What Shantideva is saying is that it’s not a usual kind of obsession. It’s not a usual kind of grudge. He’s saying that a disturbing emotion can destroy other disturbing emotions in the sense that if you’re going to be fixated on something, be fixated on destroying the ignorance, because that will destroy it. And if you’re going to have strong aversion toward something, have strong aversion towards afflictions and karma, because that will give you the energy to oppose them.

Shantideva uses this kind of language—kind of warrior language—a lot, and some people really like that language and find it very helpful. “I’m a spiritual warrior and opposing the afflictions.” Some people find that language very helpful, and some people don’t find it helpful at all. They find that they need language that is much more gentle, much more accepting, much softer.

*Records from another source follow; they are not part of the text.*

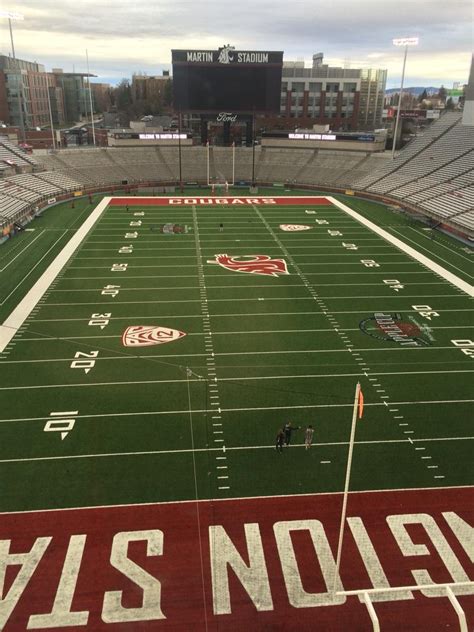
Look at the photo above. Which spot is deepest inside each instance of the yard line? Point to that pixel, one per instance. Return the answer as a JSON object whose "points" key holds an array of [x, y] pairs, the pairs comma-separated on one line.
{"points": [[432, 254], [219, 449], [33, 268], [30, 300], [195, 276], [253, 314], [434, 267], [239, 410], [439, 243], [252, 300]]}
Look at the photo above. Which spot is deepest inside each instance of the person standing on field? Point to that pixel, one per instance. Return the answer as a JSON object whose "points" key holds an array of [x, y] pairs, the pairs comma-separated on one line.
{"points": [[288, 430], [308, 437], [280, 439]]}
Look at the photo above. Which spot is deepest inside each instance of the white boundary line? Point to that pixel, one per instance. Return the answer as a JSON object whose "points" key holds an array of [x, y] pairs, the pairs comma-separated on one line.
{"points": [[18, 316], [233, 499], [219, 450], [411, 252]]}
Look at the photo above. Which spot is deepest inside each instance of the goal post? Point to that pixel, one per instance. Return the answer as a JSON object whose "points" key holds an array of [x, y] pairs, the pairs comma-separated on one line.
{"points": [[219, 182]]}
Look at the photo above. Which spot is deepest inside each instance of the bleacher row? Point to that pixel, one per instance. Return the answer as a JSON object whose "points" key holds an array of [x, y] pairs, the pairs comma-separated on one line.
{"points": [[434, 173], [21, 192]]}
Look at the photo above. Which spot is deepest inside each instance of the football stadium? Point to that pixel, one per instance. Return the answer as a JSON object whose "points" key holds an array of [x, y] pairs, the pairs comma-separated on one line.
{"points": [[237, 380]]}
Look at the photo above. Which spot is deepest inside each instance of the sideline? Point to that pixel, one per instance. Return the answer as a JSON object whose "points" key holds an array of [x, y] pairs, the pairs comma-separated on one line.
{"points": [[29, 302], [411, 252]]}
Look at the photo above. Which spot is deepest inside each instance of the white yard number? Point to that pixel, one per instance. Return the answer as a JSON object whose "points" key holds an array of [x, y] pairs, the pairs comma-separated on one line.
{"points": [[466, 346], [62, 422], [85, 365], [100, 320], [394, 284], [110, 290], [425, 311], [119, 267]]}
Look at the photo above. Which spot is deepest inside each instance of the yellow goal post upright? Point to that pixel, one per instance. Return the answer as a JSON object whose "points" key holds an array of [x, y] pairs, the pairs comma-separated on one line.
{"points": [[218, 182]]}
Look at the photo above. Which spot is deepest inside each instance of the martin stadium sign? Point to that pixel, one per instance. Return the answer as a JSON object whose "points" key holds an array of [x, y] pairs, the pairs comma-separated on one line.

Regardless of which kind of person we are, we have to understand the opposite language so that we don’t fall into an extreme. If you’re the person who likes this kind of strong language, when somebody is talking about self-acceptance and gentleness, don’t go, “Oh, that’s just wimpy.” Instead, try and understand what they’re talking about.

Similarly, if you’re the person who likes softer language about acceptance—being gentle with yourself and being kind to yourself—then don’t get upset when somebody else is saying, “I’m going to be a warrior and smash my afflictions!” Because that’s the way that works for them. The idea is that we need to understand the meaning behind all these different kinds of language, because some teachers may use one language and some teachers may use the other. We have to understand what they’re trying to say instead of just having our knee-jerk reaction.

Sometimes we hear a certain kind of language and automatically react against it. There might be certain ways of putting things in some of our recitations, and we just hear that language and we go, “Ugh!” It’s a real button-pushing language for us personally. We go back to our old associations with that kind of language.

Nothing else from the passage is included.